El oleaje es perfecto para hacer surf, actividad que no me emociona practicar pero no pierde su encanto. El movimiento del agua me hipnotiza; perderme cualquier detalle de la playa en este momento sería desolador. A mi lado, la respiración de Noah se coordina con el sonido de las olas al chocar con la arena. No decimos nada durante un prolongado rato. Dejando de lado el malestar del principio, siento muy relajante su compañía. No suelo conseguir un silencio extenso sin que sea incómodo por ambas partes. Aun así, tengo interés por saber acerca de él.
De un momento a otro, se despega del metal y capta mi atención con un suave toque en la espalda:
—Vamos a la playa.
Sin esperar repuesta, se sube al barandal y salta, cayendo sobre sus pies en la arena. También me subo, pero yo no salto. Me quedo sentada un poco incómoda sobre la barra balanceando los pies y me agarro fuertemente a ambos lados. Mientras se aproxima al agua, se agacha y se vuelve hacia mí poco después. Con el sol a su espalda, su físico se vuelve más difícil de examinar a contraluz, pero puedo observar que lleva algo en la mano. Indiscreta y torpemente, aterrizo con lo que aparenta ser un salto y me acerco a él.
—¿Qué es? —pregunto quedando casi pegada a Noah.
—¿Lo quieres?
Asiento extendiendo la mano que no tiene el guante y lo deposita en esta. De pronto, siento unas diminutas patas en la palma de mi mano y grito, dejándolo caer.
—¡Bruta! Es un pobre cangrejo.
—¡Noah! ¡Qué susto!
Aún tengo la sensación de las extremidades del animal en mi mano y me estremezco por eso y por el repentino frío que llega. Noah busca con la mirada el paradero del cangrejo, pero lo ha perdido. Me siento cruzando las piernas y, tras un breve minuto sin decir nada, comenzamos una conversación. Hablamos de cualquier tema, desde preguntas superficiales hasta datos más personales. La única cosa que no detallo es mi riña con mi cuñado y mi hermana, no necesito hacerlo y él no insiste.
Acostada sobre la arena, miro el cielo. Noah imita la acción; nuestros hombros quedan a unos centímetros de distancia. En invierno anochece más temprano, quedando sobre nosotros una capa de nubes amplias y de contornos difusos que se tiñen de un color rojizo a medida que el sol se pone sobre la línea imaginaria del horizonte.
—Eres la chica del paraguas… —susurra antes de reírse él solo.

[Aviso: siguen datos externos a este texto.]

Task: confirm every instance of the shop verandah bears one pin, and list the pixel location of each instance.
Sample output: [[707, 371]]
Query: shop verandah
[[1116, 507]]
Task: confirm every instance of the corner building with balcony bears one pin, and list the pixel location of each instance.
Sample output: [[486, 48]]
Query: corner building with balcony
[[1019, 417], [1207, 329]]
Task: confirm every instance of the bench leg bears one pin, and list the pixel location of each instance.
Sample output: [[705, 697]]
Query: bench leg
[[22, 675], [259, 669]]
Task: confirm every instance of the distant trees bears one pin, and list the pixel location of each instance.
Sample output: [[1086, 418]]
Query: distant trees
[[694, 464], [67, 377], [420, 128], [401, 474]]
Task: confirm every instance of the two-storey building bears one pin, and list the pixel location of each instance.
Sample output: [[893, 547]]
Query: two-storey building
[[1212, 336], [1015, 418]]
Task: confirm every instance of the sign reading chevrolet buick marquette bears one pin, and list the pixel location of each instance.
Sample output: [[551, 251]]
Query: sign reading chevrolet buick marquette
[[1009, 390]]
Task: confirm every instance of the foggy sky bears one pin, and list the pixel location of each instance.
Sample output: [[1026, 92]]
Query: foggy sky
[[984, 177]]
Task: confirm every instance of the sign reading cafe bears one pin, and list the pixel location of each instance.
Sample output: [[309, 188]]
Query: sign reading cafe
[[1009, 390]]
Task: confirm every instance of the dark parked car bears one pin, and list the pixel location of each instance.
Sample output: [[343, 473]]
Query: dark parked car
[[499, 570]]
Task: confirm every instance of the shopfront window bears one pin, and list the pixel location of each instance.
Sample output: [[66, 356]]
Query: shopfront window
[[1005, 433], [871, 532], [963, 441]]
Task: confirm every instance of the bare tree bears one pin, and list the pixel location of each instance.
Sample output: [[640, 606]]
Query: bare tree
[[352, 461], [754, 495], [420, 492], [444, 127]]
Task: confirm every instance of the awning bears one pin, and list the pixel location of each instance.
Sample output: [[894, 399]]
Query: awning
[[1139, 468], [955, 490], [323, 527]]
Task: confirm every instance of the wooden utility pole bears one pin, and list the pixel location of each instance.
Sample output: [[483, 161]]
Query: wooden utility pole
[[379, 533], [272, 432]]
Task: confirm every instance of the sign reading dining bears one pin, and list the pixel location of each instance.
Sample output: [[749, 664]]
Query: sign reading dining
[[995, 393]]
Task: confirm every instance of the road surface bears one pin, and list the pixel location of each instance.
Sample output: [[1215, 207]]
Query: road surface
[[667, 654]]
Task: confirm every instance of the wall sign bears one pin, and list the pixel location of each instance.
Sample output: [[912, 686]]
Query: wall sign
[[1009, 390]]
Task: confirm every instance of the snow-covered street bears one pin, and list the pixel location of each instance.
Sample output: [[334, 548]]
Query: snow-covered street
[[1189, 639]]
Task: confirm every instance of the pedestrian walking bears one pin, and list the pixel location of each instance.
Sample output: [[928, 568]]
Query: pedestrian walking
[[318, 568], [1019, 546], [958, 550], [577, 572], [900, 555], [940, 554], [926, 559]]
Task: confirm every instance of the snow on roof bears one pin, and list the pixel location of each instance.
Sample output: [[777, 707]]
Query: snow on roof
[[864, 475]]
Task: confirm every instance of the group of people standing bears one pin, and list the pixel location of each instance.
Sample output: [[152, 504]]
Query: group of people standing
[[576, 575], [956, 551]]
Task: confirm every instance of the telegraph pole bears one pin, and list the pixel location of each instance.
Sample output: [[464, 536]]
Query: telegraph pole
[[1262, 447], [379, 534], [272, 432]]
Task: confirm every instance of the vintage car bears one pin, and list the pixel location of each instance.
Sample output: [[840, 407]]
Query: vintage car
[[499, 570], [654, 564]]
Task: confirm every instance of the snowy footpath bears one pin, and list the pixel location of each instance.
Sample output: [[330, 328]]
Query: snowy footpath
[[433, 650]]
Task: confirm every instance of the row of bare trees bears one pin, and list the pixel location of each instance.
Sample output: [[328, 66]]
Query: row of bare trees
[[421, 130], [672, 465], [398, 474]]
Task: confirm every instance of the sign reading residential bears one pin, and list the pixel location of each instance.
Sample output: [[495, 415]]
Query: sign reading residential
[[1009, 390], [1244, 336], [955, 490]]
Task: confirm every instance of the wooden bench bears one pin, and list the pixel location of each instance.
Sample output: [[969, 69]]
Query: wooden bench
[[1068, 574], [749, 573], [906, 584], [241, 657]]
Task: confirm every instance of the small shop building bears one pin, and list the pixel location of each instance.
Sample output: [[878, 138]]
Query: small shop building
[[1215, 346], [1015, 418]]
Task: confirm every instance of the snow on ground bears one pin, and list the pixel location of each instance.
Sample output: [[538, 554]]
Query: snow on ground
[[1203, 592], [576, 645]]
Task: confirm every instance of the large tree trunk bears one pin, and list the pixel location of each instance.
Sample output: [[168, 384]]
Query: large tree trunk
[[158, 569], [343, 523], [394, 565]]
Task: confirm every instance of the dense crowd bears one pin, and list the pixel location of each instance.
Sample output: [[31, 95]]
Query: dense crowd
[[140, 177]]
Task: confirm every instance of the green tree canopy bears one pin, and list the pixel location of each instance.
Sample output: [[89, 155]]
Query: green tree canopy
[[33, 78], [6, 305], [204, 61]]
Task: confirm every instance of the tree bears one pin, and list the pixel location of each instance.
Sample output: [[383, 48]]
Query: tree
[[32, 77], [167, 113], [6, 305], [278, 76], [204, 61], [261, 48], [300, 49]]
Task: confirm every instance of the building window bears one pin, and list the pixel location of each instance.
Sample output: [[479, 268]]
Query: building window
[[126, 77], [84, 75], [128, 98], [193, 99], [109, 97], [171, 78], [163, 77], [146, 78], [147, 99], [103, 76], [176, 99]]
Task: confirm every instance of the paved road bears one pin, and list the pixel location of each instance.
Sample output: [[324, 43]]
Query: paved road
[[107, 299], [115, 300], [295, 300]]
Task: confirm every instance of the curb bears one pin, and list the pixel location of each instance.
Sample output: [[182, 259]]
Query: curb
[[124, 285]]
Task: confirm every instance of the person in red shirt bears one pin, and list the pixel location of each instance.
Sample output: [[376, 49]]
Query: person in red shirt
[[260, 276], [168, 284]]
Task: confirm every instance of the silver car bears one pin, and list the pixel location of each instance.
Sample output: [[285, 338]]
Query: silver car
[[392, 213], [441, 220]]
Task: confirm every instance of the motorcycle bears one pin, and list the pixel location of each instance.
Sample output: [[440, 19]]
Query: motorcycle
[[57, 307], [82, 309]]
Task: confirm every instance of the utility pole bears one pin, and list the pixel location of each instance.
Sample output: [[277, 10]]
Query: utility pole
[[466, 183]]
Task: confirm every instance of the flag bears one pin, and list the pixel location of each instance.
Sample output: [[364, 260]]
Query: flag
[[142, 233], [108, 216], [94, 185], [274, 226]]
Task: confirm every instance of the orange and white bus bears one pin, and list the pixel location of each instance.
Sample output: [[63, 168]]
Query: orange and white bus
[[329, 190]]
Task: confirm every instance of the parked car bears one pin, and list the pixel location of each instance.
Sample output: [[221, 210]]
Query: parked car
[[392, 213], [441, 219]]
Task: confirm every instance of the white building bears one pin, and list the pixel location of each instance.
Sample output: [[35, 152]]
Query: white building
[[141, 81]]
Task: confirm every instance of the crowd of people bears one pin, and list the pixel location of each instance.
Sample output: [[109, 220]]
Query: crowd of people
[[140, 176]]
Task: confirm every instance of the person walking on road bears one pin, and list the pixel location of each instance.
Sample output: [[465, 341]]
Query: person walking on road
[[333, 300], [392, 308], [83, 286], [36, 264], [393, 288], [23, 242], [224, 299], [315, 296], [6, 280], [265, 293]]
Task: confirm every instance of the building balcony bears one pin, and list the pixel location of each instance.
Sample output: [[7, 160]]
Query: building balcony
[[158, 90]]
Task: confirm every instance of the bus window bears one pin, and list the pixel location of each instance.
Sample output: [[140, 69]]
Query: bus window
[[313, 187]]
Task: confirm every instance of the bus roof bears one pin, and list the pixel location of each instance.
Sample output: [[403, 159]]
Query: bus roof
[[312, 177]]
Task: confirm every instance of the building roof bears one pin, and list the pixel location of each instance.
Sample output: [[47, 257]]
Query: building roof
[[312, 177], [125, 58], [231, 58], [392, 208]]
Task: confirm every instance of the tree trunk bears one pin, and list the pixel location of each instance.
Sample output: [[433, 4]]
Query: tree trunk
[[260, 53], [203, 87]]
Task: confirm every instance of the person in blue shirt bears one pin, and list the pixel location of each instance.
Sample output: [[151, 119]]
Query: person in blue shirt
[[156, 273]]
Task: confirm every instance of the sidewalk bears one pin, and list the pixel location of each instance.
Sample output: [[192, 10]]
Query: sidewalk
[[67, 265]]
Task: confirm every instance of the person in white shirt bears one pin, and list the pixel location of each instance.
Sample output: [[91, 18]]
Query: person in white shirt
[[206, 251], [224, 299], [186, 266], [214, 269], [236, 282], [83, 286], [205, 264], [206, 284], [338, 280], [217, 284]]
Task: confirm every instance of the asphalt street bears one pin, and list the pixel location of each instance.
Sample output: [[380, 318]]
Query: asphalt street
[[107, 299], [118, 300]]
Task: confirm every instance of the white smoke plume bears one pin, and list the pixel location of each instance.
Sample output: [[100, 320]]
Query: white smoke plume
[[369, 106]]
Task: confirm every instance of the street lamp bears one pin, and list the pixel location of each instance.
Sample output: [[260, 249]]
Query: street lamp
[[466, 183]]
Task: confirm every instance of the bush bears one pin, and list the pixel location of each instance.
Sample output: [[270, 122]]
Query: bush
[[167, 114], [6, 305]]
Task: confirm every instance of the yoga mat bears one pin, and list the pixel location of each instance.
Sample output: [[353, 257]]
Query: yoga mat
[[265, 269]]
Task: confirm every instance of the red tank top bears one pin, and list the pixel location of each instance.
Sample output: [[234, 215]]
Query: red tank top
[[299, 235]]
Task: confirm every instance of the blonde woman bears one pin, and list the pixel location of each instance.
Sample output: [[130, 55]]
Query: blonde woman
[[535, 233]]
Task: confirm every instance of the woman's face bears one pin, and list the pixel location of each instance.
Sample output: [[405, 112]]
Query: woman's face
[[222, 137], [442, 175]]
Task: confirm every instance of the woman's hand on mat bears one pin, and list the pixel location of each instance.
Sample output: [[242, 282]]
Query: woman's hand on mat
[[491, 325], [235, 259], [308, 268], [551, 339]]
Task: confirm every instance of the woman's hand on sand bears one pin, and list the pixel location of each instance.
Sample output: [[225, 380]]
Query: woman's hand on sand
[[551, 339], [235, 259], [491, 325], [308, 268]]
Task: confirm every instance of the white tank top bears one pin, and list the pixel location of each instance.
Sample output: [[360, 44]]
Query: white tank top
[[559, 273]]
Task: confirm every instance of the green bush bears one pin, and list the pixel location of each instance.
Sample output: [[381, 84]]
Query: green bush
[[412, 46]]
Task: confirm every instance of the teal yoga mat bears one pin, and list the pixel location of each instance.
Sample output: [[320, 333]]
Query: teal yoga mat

—¿Y eso ahora a qué viene? ¿De qué te ríes?
—De varias cosas, en realidad. Como, por ejemplo: ¿no es mucha casualidad que nos encontrásemos sin quererlo tres veces en dos semanas?
—¿Dos semanas?
—Eso creo.
—Estoy de acuerdo con tu lógica. Aun así, me parece que actué de dos formas completamente distintas. Añadiste apodos en ambas ocasiones.
—Si me contestas a una pregunta haré uno exclusivamente nuevo —afirma, y yo acepto. ¿Por qué el paraguas…?, digo, ¿ese paraguas es especial para ti?
—Sí.
«Viene a mi cabeza el momento en que me lo regalaron. Decirlo no parece algo tan excepcional como lo recuerdo yo, pero tiene una historia divertida», pienso en voz baja y levanto la cabeza. Se le ve interesado.
— Mi abuela viajaba mucho; una vez la acompañé a… bueno, no lo recuerdo —hago una pausa antes de seguir—. Una tarde de invierno comenzó a nevar mucho, tanto que mi pelo se teñía de blanco. Me llamó copito de nieve. Ella siempre llevaba su paraguas y me lo prestó esa vez para que cubrirme. Fue un buen día, al regresar a casa, le pedí que me lo dejara hasta que la volviera a ver, pues ella se quedó en aquel país. Aún lo tengo. Ella… ella murió a los pocos días.
No sé en qué parte de la historia comienzan a salir las lágrimas que, resbalando por mis mejillas van a parar a la arena. Mis ojos se cierran mientras me calmo. Al abrirlos, Noah sigue callado, como al principio de la narración. Me compadezco de él y me enderezo.
—Tu hermana debe estar esperándonos.
—Vamos.
Llegamos al barandal y, antes de subir, se para frente a mí para limpiarme algunas lágrimas que se han quedado en la cara.
—¿Ya tienes un apodo? —digo tiritando al percibir su roce.
—¿Te gusta el que te puso tu abuela?
—¿Copito?
—Sí.
—Parece nombre de mascota, pero me gusta.
Nos reímos ante mi comentario y elevo la vista para observar la empinada escalera. Decidimos competir por ver quién llega antes a la cima y a la academia. Puede que lo deje ganar para que me vuelva a enseñarme el camino de regreso. Seguramente.